Lossless Compression by Example Part 2: Huffman Coding

Last time we looked at some reasons why lossy compression is considered bad for music, and we looked at one possible quick and dirty way to compress. This time we’ll introduce the concept of lossless compression.

I’ll first point out that even if this seems like a paradoxical notion, everyone already believes it can be done. We use it all the time when we compress files on our computers by zipping them. Of course, this results in a smaller file, but no one thinks when they unzip they will have lost information. This means that there must exist ways to do lossless compression.

Today’s example is a really simple and brilliant way of doing it. It will have nothing to do with music for now, but don’t think of this as merely a toy example. Huffman coding is actually used as a step in mp3 encoding, so it relates to what we’ve been discussing.

Here’s the general idea. Suppose you want to encode (into binary) text in the most naive way possible. You assign A to 0, B to 1, C to 10, D to 11, etc. When you get to Z you’ll have 11001. This means that you have to use 5 bits for every single letter. “CAT” would be 00010 00000 10011.

To encode “CAT” we did something dumb. We only needed 3 letters, so if we had chosen ahead of time a better encoding method, maybe C = 00, A = 01, T = 10, then we could encode the text as 00 01 10. In other words, we compress our data without losing any information by a clever choice of encoding 00010 00000 10011 -> 000110.

I know your complaint already. Any sufficiently long text will contain every letter, so there is no way to do better than that original naive method. Well, you’re just not being clever enough!

Some letters will occur with more frequency than others. So if, for example, the letter “s” occurs with frequency 100 and then the next most frequent letter occurs 25 times, you will want to choose something like “01” for “s”. That way the smallest number of bits is used for the most frequent letters.

Ah, but the astute reader complains again. The reason we couldn’t do this before is because we won’t be able to tell the difference in a long string between two frequent letters: 10 01, and a single less-frequent letter: 1001. This was why we needed all 5 bits when we used the whole alphabet.

This is a uniqueness problem. What we do is not allow “01” to be a prefix on an assigned string once we’ve assigned it. This way, when we encounter 01, we stop. We know that is the letter “s” because no other letter begins “01”.

Of course, what ends up happening is that we have to go to much more than 5 bits for some letters, but the idea is that they will be used with such infrequency and the 2 and 3 bit letters used with such high frequency that it ends up saving way more space than if we stuck to 5.

Now you should be asking two questions: Is it provably smaller and is there some simple algorithm to figure out how to assign a letter to a bit sequence so that the uniqueness and smallness happens? Yes to both!

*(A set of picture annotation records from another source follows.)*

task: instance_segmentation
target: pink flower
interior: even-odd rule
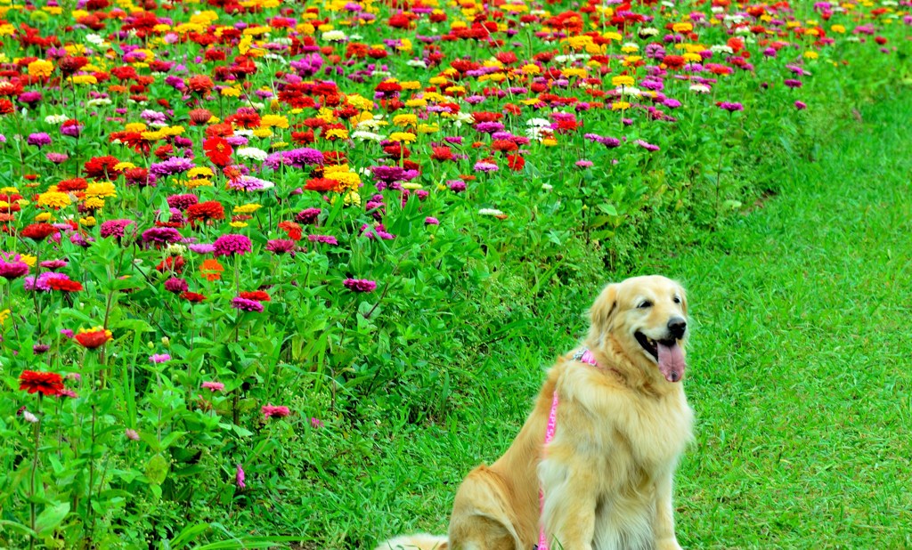
[[[263,405],[261,411],[263,411],[263,415],[266,418],[269,418],[270,416],[284,418],[291,414],[291,411],[288,410],[288,407],[283,405],[266,404]]]

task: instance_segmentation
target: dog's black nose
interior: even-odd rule
[[[675,339],[679,339],[684,336],[684,331],[687,331],[687,321],[680,317],[672,317],[668,320],[668,332]]]

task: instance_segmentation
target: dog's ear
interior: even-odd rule
[[[601,341],[602,335],[611,331],[615,313],[617,312],[617,285],[609,284],[602,289],[589,309],[589,338]]]

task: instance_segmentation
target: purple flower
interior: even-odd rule
[[[295,247],[295,241],[290,239],[273,239],[266,242],[266,250],[273,254],[291,253],[294,256]]]
[[[299,148],[273,153],[263,161],[263,166],[274,170],[277,170],[280,165],[303,168],[314,164],[323,164],[323,153],[310,148]]]
[[[189,290],[190,287],[187,285],[187,280],[171,277],[165,281],[165,290],[173,294],[180,294]]]
[[[250,239],[244,235],[229,233],[223,235],[212,243],[215,257],[233,256],[234,254],[244,255],[252,250]]]
[[[658,145],[652,145],[651,143],[648,143],[646,141],[643,141],[642,139],[637,139],[634,143],[650,152],[658,151],[660,148]]]
[[[354,292],[373,292],[377,290],[377,283],[367,279],[346,279],[342,284]]]
[[[164,162],[156,162],[149,167],[149,172],[155,176],[173,176],[182,174],[192,168],[195,165],[193,161],[180,157],[172,157]]]
[[[735,111],[743,111],[744,106],[737,102],[722,101],[719,104],[719,108],[733,113]]]
[[[132,219],[109,219],[108,221],[102,221],[101,236],[120,239],[124,236],[127,226],[130,224],[136,225],[136,222]]]
[[[332,235],[307,235],[307,240],[310,242],[322,242],[324,244],[331,244],[333,246],[339,243]]]
[[[28,138],[26,139],[26,143],[40,148],[46,145],[50,145],[51,137],[45,132],[36,132],[35,134],[29,134]]]
[[[142,242],[168,244],[181,240],[181,233],[174,228],[151,228],[142,232]]]
[[[298,223],[312,224],[316,222],[320,215],[320,209],[305,209],[295,215],[295,220]]]
[[[256,301],[255,300],[247,300],[246,298],[241,298],[240,296],[237,296],[231,300],[231,307],[242,311],[254,311],[256,313],[263,312],[262,303]]]
[[[13,280],[28,274],[28,264],[15,252],[0,252],[0,277]]]

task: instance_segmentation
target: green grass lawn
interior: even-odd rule
[[[900,96],[902,98],[902,96]],[[782,192],[634,270],[682,280],[697,443],[677,478],[691,548],[912,547],[912,97],[881,102],[783,170]],[[339,546],[442,533],[456,485],[515,435],[541,369],[583,333],[598,289],[555,289],[492,344],[440,423],[378,422],[341,497]],[[356,481],[357,480],[357,481]],[[343,492],[344,493],[344,492]],[[341,494],[342,493],[340,493]],[[343,518],[347,519],[343,519]],[[335,541],[335,542],[332,542]]]

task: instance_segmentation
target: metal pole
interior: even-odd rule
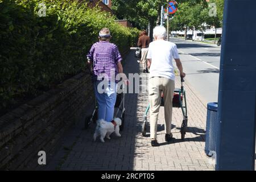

We won’t talk about proofs, since this is a series “by example.” But I think the algorithm to generate the symbol strings to encode is pretty neat.

Let’s generate the Huffman tree for “Titter Twitter Top” (just to get something with high frequency and several “repeat” frequencies).

First, make an ordered list of the letters and their frequencies: (T:7), (I:2), (E:2), (R:2), (W:1), (O:1), (P:1).

Now we will construct a binary tree with these as leaves. Start with the bottom 2 as leaves and connect them to a parent with a placeholder (*) and the sum of the frequencies. Then insert this new placeholder into the correct place on the list and remove the two you used:

Now repeat the process with the bottom two on the list (if a node is on the list already, use it in the tree):

Keep repeating this process until you’ve exhausted the list and you will get the full binary tree we will use:

Now to work out how to encode each letter, write a 0 on every left edge and a 1 on every right edge. Descend from the top to the letter you want and write the digits in order. This is the encoding. So T = 1, I = 000, R = 010, E = 011, W = 0011, O = 00101, and P = 00100. Test it out for yourself. You will find there is no ambiguity because each string of digits used for a letter never appears as a prefix of another letter.

Also, note that the letter that occurs with the highest frequency is a single bit, and the bits needed gets longer only as the frequency gets less. The encoding for Titter Twitter Top with this Huffman code is 39 bits whereas the naive encoding is 80. This compresses to half the space needed and loses no information!

We won’t get into the tedious details of how computers actually store information to see that there are lots of subtleties we’ve ignored for executing this in practice (plus we have to store the conversion table as part of the data), but at least we’ve seen an example of lossless compression in theory. Also, there was nothing special about letters here. We could do this with basically any information (for example frequencies in a sound file).